Senti uma mão nas minhas costas, e ouvi a voz de Gabriel, como se estivesse muito distante.
"Nick?" ele chamou. Não respondi, não importava. A professora veio e gentilmente sugeriu que eu fosse pra casa, Gabriel se ofereceu pra me levar. Eu me sentia fora do ar, então só levantei e ia sair, ainda chorando, até que ouvi uma risada, que reconheci ser de David, um garoto irritante que falava com todo mundo.
"Esse garoto deveria ser internado" ele disse, alto "Eu juro, nunca na minha vida, vi uma aberração tão grande. Todo dia é isso."
Eu olhei pra ele a tempo de ver sua namorada dar um riso baixo, mas o repreender. Senti ódio por todo o meu corpo, e então perdi o controle por uns instantes.
Quando vi, tinha derrubado David no chão, por cima dele o batendo.
Eu não sou muito bons em brigas, mas a adrenalina do momento me dejcou especialmente forte. Mal senti as revidadas do garoto, só sabia que toda minha energia acumulada estava se liberando. Não pensava em nada, só queria bater nele até seu rosto ficar irreconhecível.
Senti braços fortes me puxando pra trás, e me debati por uns instantes, a raiva fervendo em mim. Eu tremia. Então soltei meu peso, de uma vez, quase perdendo a consciência, mas me manti acordado. Talvez os socos de David tenham sido mais fortes do que pareceram na hora. Assim que me acalmei, a pessoa -que reconheci ser o professor de educacão física - me soltou e disse, baixo "Diretoria. Agora."
Olhei pra imagem de David no chão, inconsciente, sangue escorrendo de sua boca, e me senti um monstro. Lembrei dele falando. "Aberração". Bom, talvez eu seja mesmo.
Os próximos vinte minutos se passaram de forma confusa pra mim, como uma série de borrões. Eu estava lá, parado, silencioso, sem demonstrar emoção nenhuma, como se assistisse tudo de longe, anestesiado.
Me lembro da diretora, falando e falando e falando, então ligando pra minha mãe. Algo sobre expulsão. Minha mãe deveria assinar alguma coisa. Eu deveria procurar ajuda. Algo assim.
Rosana chegou lá gritando, o que me trouxe de volta pra realidade da pior forma.
— Como você pôde fazer isso, garoto? - chegou, olhando pra mim nervosa.
— Senhora? - a diretora chamou - Acho que nós precisamos conversar sobre...
— Agora não! - Rosana interrompeu, então me pegou pelo braço e foi andando até o carro.
A escola ficava a 10 minutos de casa, então estranhei ela ter ido com o carro, mas não falei nada.
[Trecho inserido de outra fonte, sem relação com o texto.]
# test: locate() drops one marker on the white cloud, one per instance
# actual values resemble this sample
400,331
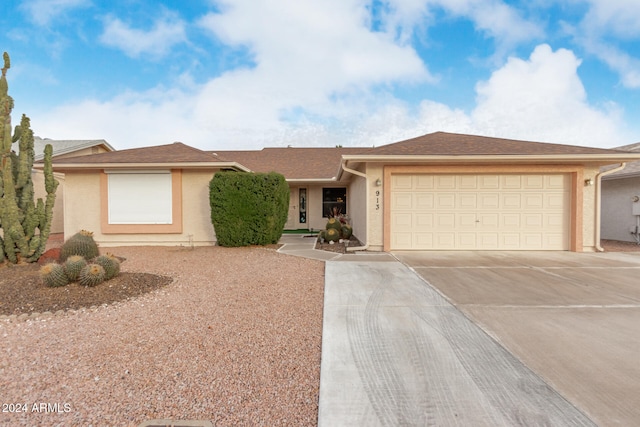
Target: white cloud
307,54
167,31
539,99
42,12
605,23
Não conseguia falar nada.
Assim que entramos no carro, ela começou a dissertar sobre como eu era um inútil e como não valorizava tudo que eles davam pra mim. Começou a contar sobre preços e tudo que ela e meu pai gastaram naquela escola pra eu ser expulso. Então disse:
— Sinceramente? Eu não te aguento mais. - aumentou a voz e gritou, no meio do trânsito - Eu não aguento mais, Nicolas!
Me senti enjoado. Olhei pela janela, não estávamos no caminho de casa.
— Pra onde a gente ta indo?
— Não interessa.
— Pra onde a gente ta indo? - gritei, juntando toda a energia que ainda tinha em mim. Estava começando a ficar ansioso.
Sinal vermelho. Ela parou e me olhou nos olhos, e meu coração doeu, literalmente. Aquele olhar era de pura decepção, ao invés do desprezo de sempre.
— A gente ta indo pra casa do seu pai. Ver se ele dá um jeito em você.
Não entendi.
— Como assim?
— Já disse: eu não aguento mais. Não quero mais saber, sinceramente.
As palavras não entravam na minha mente.
—Vamos ver se morando com seu pai - ela continuou - você para de causar problema.

Meu corpo todo tremeu, o enjoo aumentou.

— Não... - murmurei - não, você não pode... Rosana. Não. Por favor. - aumentei o tom - por favor!

Mas no fundo eu sabia que nada do que eu falasse adiantaria alguma coisa. As coisas, que ja estavam ruins pra mim, estavam prestes a ficar mil vezes piores. E não tinha nada que eu podia fazer.